There’s one downside with this issue: you can set your domain TTL (time-to-live) low, but no matter how low you set it, there will be a period of time after an IP address change where some DNS servers will point to your old IP address. This is an availability risk you have to consider when setting up a service on a dynamic IP address.

Future steps

At one point I took a look a the assets of the Hugo theme that I use and noticed that it includes a dependency named prism.js, which might be a good thing to include if you want to display code snippets with syntax highlighting. My issue with it was that it was included on every page load and took up a significant chunk of transferred data. I decided to remove it, and just like that, the page loads even faster.

There’s still room for improvement. The page currently also includes some custom fonts. If I decide that a built-in font is good enough, then there’s potential for an additional 0.3 MB of savings.
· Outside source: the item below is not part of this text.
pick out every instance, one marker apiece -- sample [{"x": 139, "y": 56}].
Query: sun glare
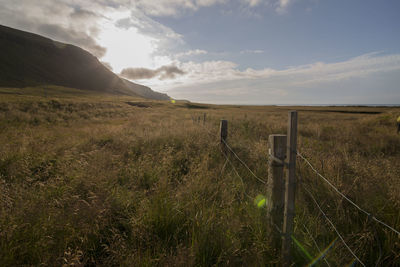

The web is bloated enough already, but at least I can control what I send to the client machines on my website.

Conclusion

If you don’t want to go through all the hassle and just want a website up and running, just get yourself a cheap virtual machine at a cloud provider, or use something like Github Pages. Those solutions are less likely to hit limits with bandwidth.

If you like tinkering and the decentralized, self-hosted web to exist (not Web 3.0!), then feel free to use this post as inspiration for your very own website. There’s a lot that you can do with limited resources, and it’s fun to push the limit.

And as a quick tech tip: you can use The Wayback Machine as an insurance policy for your website. If you are concerned about it going down, have them take a snapshot of it and link it somewhere in a comment.